Nothing else was denied Brown, and so by extension Canada's Confederates. He went to Prime Minister Lord Palmerston's country house in Hampshire and took a long stroll with the prime minister through the gardens. He met the foreign secretary and the rising political titan and fellow-Liberal William Gladstone. A bit carried away, Brown afterwards told Anne of his encounter with Gladstone: “Though we had been discussing the highest questions of statesmanship—he did not by any means drag me out of my depth.” Then hastily he added, “Don't for any sake read this to Tom or Willie, or they will think I have gone daft.”

Brown did have one concern to report to Macdonald: “There is a manifest desire in almost every quarter that ere long the British colonies should shift for themselves, and in some quarters evident regret that we did not declare at once for independence.” The cause, Brown said, was “the fear of invasion of Canada by the United States,” an affront that might compel Britain, for the sake of honour and of face, to make the futile gesture of intervening to try to save its colony. In fact Brown and Macdonald would have been even more concerned had they known of a letter sent at this time to Governor General Monck by the junior minister for the colonies, C.B. Adderley. In it, he reported, “Gladstone said to me the other day: ‘Canada is England's weakness, till the last British soldier is brought away & Canada left on her own. We cannot hold our own with the United States.'”

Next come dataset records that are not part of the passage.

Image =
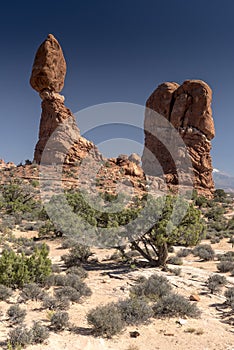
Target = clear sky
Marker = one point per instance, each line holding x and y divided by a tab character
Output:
116	51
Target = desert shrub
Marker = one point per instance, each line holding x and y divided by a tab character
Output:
184	252
59	320
32	291
68	243
228	256
68	292
53	303
225	266
204	252
20	337
5	292
16	314
55	268
176	271
214	240
174	305
78	254
215	282
229	294
16	270
134	311
39	333
78	271
157	240
152	288
175	260
106	320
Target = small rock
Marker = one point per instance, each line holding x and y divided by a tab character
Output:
194	297
134	334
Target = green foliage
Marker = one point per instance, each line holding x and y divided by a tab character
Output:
32	291
77	255
229	294
152	288
174	305
215	283
134	311
17	197
16	270
59	320
106	320
225	266
16	314
20	336
167	229
204	252
5	293
175	260
39	333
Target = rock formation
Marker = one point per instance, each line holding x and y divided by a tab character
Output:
188	109
59	137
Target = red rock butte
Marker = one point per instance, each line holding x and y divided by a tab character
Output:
188	109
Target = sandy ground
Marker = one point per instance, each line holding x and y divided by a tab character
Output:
209	332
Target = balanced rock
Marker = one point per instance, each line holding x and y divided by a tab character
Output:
178	130
49	67
59	137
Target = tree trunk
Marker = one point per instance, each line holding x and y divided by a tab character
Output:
162	254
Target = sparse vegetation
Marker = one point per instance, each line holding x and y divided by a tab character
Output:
39	333
16	314
59	321
20	337
215	283
174	305
5	292
204	252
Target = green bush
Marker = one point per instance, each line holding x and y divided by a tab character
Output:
229	294
225	266
174	305
215	282
32	291
175	260
20	337
184	252
204	252
152	288
16	314
39	333
59	320
134	311
78	254
53	303
106	320
5	293
16	270
78	271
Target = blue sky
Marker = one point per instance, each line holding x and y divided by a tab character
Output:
116	52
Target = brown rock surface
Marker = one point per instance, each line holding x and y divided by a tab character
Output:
186	111
59	137
49	67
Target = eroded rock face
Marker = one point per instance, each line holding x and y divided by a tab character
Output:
59	137
188	109
49	67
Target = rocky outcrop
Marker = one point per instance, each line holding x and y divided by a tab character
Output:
49	67
59	137
182	125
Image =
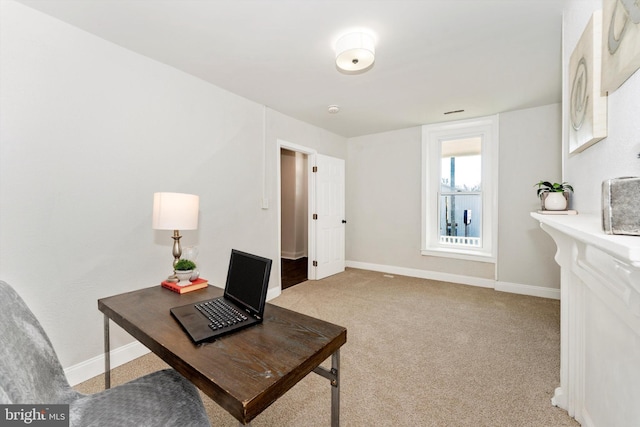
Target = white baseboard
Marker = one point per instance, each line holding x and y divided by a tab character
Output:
535	291
516	288
95	366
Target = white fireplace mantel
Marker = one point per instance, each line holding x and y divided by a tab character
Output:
599	321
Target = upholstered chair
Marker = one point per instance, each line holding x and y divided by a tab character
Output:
30	373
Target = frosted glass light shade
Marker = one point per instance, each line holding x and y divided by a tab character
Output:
355	51
175	211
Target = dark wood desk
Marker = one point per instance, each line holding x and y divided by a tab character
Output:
244	372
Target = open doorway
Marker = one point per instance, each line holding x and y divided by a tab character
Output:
294	206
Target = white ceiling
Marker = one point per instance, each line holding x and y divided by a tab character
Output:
432	56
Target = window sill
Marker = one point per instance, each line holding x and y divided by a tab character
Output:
459	254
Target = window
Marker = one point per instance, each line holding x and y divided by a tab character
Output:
459	176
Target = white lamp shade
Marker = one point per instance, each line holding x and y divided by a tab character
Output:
355	51
175	211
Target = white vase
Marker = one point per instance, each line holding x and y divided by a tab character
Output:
554	201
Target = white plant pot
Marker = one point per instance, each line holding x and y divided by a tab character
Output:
555	201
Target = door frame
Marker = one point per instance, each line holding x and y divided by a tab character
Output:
311	238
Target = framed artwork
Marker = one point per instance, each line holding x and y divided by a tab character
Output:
620	42
587	108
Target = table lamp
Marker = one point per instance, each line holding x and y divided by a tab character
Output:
175	211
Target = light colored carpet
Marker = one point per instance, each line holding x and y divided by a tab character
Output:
418	353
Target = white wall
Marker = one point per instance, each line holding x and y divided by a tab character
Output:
616	155
88	132
530	143
384	213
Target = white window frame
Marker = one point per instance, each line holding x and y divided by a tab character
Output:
432	136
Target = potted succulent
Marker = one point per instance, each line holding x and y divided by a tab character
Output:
184	269
554	197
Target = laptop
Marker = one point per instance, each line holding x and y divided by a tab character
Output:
245	293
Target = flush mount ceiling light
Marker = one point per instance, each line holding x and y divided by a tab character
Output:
355	52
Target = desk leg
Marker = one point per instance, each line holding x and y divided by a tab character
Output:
107	355
335	390
334	376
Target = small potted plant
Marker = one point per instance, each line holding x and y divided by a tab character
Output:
554	197
184	269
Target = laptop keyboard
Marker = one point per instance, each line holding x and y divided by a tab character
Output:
220	314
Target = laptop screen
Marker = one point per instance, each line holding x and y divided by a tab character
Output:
247	280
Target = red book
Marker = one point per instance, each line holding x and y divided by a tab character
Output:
199	283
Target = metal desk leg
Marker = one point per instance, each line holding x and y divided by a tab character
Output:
335	390
334	376
107	355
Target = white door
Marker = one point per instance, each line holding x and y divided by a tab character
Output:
329	222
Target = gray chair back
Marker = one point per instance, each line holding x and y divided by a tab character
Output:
30	372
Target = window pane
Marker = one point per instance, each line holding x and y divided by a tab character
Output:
461	166
461	219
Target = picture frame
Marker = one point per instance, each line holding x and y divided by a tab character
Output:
587	107
620	42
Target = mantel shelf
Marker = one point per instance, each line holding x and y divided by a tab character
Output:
588	229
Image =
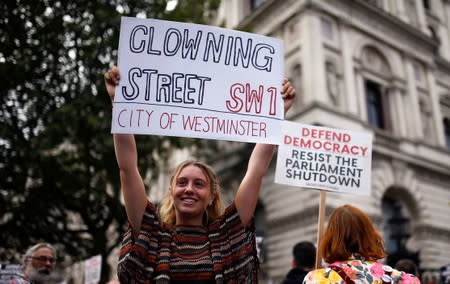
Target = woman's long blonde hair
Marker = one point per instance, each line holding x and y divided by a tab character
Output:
167	208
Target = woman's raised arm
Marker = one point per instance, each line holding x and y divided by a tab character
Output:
132	185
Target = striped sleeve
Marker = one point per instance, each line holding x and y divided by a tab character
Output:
233	249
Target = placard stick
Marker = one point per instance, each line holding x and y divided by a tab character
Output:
320	226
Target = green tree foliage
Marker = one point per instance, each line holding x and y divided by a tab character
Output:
59	179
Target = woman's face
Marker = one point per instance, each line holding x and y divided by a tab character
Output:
191	195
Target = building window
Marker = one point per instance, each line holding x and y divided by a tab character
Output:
447	131
397	230
254	4
260	226
375	104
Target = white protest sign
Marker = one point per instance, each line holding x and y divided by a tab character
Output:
92	269
324	158
191	80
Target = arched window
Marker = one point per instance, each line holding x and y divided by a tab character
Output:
447	131
260	224
397	227
375	108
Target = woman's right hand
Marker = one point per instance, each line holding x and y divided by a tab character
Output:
112	78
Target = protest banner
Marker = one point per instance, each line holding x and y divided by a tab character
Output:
190	80
324	158
9	272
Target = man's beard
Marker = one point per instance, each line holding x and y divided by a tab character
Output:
39	275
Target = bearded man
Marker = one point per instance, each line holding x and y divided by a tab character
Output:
38	264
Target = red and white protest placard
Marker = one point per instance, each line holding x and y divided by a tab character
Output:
190	80
324	158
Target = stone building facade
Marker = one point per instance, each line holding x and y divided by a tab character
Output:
377	66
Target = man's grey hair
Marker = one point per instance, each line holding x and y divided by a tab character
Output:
31	250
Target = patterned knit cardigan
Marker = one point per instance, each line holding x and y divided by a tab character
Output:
232	249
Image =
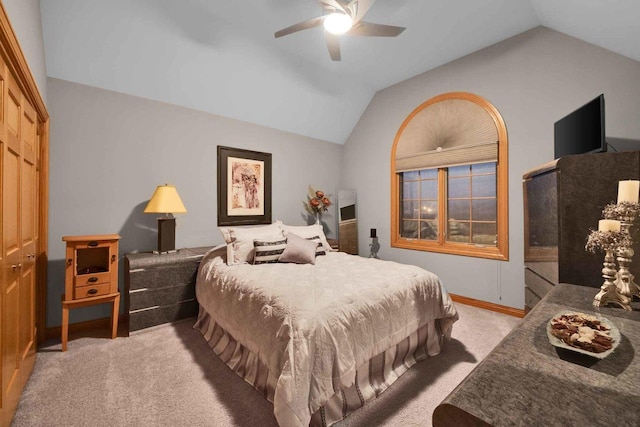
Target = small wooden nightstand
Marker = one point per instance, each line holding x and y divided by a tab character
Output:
91	277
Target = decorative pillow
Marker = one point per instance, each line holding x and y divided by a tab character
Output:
267	251
240	240
307	231
319	248
299	250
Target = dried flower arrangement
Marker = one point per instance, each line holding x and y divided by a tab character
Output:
623	211
317	203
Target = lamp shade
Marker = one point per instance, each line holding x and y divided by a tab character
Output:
165	200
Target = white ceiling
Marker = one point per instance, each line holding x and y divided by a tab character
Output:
221	56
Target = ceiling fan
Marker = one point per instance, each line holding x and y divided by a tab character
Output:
343	17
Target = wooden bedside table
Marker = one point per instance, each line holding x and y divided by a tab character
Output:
91	277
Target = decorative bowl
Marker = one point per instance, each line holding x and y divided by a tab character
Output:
613	332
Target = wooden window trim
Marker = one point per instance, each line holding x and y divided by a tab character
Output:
498	252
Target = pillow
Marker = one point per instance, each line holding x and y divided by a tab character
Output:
267	251
319	248
240	240
299	250
307	231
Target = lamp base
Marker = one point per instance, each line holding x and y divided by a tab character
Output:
166	235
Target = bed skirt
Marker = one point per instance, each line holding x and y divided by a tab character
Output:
372	377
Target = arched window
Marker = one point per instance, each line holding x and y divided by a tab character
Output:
449	179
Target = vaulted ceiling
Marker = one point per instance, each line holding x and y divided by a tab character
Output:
221	56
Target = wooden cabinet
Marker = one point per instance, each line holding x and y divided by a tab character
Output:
348	236
91	277
23	219
19	169
160	288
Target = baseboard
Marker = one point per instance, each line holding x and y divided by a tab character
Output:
89	326
488	306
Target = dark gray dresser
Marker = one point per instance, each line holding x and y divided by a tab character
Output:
563	201
160	288
525	381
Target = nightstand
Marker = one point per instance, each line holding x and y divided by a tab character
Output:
160	288
91	277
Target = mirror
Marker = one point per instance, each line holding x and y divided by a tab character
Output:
347	222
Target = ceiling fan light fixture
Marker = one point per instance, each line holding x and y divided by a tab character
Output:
337	23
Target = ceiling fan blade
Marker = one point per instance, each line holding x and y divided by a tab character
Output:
334	4
363	28
359	8
333	44
304	25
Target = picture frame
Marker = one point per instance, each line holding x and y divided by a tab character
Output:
244	187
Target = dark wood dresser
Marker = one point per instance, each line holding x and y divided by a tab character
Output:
525	381
160	288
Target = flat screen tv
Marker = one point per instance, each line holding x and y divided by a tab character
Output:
582	131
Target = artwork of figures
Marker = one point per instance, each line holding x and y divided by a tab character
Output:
246	178
244	187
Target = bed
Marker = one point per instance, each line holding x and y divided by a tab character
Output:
320	339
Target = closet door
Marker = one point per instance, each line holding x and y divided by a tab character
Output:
28	244
11	242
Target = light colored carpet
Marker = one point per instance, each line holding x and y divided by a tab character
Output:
168	376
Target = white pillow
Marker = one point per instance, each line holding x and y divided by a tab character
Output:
299	250
307	231
240	240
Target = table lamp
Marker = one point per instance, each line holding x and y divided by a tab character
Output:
166	200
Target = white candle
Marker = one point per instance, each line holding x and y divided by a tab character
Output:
608	225
628	191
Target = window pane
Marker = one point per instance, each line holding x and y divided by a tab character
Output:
429	174
410	210
428	210
484	186
409	229
459	210
429	190
460	170
458	232
484	234
411	176
459	187
483	210
483	168
410	189
429	230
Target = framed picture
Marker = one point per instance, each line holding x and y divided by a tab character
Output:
244	187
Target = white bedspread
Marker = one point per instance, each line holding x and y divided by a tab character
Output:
313	325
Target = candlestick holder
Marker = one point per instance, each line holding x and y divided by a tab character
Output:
624	280
609	241
609	291
626	213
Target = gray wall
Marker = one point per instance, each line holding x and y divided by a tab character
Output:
109	151
25	20
533	79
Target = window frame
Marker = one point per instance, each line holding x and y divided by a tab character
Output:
498	252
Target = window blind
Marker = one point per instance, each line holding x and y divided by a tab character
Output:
447	133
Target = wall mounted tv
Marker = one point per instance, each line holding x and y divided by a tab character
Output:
582	131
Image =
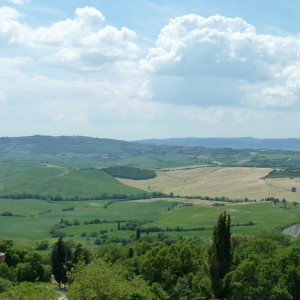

Britain was onside all right, but in its own way.

Brown landed back in Canada on January 13, 1865. Two days earlier, Macdonald had passed a significant milestone—he'd reached the age of fifty. He either paid no attention to his birthday or
marked it by consuming a bottle in his room in some boarding house. But for cronies, Macdonald was now alone. Hugh John, at the age of fifteen, was distant from his father, both because he had been brought up by Margaret and James Williamson in Kingston and because he was now beginning to feel the strain of being the son of a famous father. That fall, Hugh John entered the University of Toronto as an undergraduate.
*130

At this same time Macdonald was becoming increasingly concerned about the condition of his law practice. His law partner Archibald Macdonnell had died the previous spring, and ever since Macdonald had been discovering just how deeply his company was in debt, with some of the debts resulting from transactions of highly questionable probity, but for which he would be personally responsible. Brown, in one letter to Anne at this time, confided that “John A.'s business affairs are in sad disorder, and need more close attention.”
†131

Macdonald's two escapes from solitude now were the Confederation project and drink.

Macdonald in his prime. This photo was taken by the famous William Notman of Montreal in 1863. The two minutes of motionlessness required for a photograph at the time did nothing to dim his energy and vivacity.